The more I go back and rewatch Bridgewater tape, the less willing I am to drop into the seemingly common perception that he has some abnormally low ceiling, and that he'll top off pretty quickly in the NFL. Most of his deep ball issues can be fixed by the kinds of coaching and strength training that all kinds of quarterbacks (Drew Brees and Tom Brady come immediately to mind) have benefited from in obvious ways. And yes, he played at about 190 pounds through the final bit of his 2013 season, but showing up weighing 214 pounds at the combine was a definite statement. And yes, he really blew it at his pro day ... but let's be real here: Any NFL executive who will throw multiple scouted games out the window based on a shirt-and-shorts session, whether positive or negative, is probably on his way out the door. Kudos to the Vikings for moving past it.

Couldn't agree more with the bolded part myself. Here's hoping that Bridgewater works out to the point where Rick Spielman doesn't have to worry about his job for a long, long time.
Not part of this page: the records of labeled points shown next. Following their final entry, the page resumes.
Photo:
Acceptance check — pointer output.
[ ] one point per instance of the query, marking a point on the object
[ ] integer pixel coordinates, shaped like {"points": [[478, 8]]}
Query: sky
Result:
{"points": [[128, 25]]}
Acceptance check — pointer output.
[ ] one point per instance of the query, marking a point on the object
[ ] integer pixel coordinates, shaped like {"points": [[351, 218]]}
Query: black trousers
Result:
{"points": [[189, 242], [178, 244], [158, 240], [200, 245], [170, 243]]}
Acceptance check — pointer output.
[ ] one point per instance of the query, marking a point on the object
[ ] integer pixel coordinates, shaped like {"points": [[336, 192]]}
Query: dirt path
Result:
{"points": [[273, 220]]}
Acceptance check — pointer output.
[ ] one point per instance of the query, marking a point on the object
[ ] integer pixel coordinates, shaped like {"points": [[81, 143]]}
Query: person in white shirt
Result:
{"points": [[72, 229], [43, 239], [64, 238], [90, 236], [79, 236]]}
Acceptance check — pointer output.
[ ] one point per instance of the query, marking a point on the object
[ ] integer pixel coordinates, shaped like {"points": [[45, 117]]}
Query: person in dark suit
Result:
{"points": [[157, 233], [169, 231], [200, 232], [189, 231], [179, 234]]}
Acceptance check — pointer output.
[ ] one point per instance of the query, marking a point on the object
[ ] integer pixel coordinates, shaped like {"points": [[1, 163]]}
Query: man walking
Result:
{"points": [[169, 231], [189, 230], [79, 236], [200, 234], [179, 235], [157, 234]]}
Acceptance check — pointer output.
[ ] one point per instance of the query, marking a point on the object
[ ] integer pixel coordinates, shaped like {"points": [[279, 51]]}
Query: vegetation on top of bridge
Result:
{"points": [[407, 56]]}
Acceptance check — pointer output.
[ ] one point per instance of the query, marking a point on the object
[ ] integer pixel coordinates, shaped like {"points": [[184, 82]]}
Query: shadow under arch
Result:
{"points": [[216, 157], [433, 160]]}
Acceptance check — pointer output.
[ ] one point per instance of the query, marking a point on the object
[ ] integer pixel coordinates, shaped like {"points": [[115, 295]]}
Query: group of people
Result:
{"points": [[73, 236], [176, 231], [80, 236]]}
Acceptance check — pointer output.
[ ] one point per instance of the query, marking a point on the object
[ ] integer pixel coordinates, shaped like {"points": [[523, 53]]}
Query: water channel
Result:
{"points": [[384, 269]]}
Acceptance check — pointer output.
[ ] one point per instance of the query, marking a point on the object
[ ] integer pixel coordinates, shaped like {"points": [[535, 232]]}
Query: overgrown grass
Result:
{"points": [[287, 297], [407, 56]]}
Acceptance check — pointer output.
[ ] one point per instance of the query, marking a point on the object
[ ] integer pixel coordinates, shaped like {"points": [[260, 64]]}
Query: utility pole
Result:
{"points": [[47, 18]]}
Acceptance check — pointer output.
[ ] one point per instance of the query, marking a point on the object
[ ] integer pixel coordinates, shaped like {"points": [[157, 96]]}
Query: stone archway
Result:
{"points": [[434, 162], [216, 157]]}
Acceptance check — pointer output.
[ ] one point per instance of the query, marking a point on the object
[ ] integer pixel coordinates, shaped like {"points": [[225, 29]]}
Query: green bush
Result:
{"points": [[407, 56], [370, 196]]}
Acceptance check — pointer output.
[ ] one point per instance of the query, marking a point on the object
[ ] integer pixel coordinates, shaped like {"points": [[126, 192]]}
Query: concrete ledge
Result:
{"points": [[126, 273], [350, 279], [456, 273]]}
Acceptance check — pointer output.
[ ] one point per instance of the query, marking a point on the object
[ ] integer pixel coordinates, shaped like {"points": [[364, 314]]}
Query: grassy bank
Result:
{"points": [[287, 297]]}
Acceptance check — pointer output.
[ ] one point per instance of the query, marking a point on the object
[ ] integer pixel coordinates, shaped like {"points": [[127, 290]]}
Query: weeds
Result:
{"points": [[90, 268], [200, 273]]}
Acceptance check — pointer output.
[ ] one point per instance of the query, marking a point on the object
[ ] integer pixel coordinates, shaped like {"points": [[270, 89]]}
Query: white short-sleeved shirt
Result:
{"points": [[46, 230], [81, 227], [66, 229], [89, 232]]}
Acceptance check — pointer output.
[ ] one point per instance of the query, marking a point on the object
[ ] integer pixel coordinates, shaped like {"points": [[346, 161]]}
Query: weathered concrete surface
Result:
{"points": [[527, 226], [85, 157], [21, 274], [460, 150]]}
Over at Walter Football, they also liked the Barr selection, grading it as a solid B.

This is a pretty decent pick. The Vikings needed someone to replace Jared Allen, and Anthony Barr is the top pass-rusher available. Some even considered Barr to be superior to Khalil Mack. If you're wondering about Barr's fit in a 4-3 defense, Mike Zimmer's scheme calls for a pass-rushing linebacker. Minnesota will use Barr like Von Miller. I don't have as big of a problem for Minnesota passing on Johnny Manziel because he doesn't really fit Norv Turner's offense. The Vikings can get Derek Carr later.

Well, they didn't get Derek Carr later. They got Teddy Bridgewater later, and while they also gave the selection the same B grade as Barr, the praise isn't quite as glowing.

Many of Teddy Bridgewater's fan base on Twitter will praise this pick, but I'm not in love with it. It's solid, but remember that there's a reason nearly every single team in the NFL passed on him. Bridgewater doesn't have any great traits. He doesn't have any glaring negative ones either, but this all just means that he's going to be an average starter at best, and I'm concerned about him playing outdoors over the next couple of years. Having said that, "average starter at best" is a big upgrade over what the Vikings have had at quarterback since Brett Favre.

On the upside, none of the teams that passed on him have Norv Turner to work with him after he gets to town, either.

EDIT: The SB Nation Mothership has released their grades for the first round as well, looking at each pick from a "risk/reward" perspective. They gave the Barr pick a B grade, saying the following:

The risk: Anthony Barr is an incomplete pass rusher and needs to develop some counter moves. He's an incredible athlete, but he is still learning how to play linebacker.

The reward: Barr is a high upside player with the potential to develop into an impact pass rusher for the Vikings. With what Minnesota will ask him to do, Barr could find success early. He's going to be a handful off the edge. Plus, the Vikings got an extra pick by trading down with the Browns. And they were just getting started.

The selection of Bridgewater received another A+ from these guys as well.

The risk: There is a reason Bridgewater fell this far, though the greater NFL Draft coverage community has no idea why.

The reward: The Vikings only had to give up a second- and fourth-round pick to get Bridgewater, the draft's top quarterback. For us, Bridgewater is the draft's top quarterback and a true franchise player. To get him at No. 32 is sort of ridiculous.

And those are some of the early returns from the first round of the 2014 NFL Draft for the Minnesota Vikings. What do you think? Who's right? Who's all wet on this one?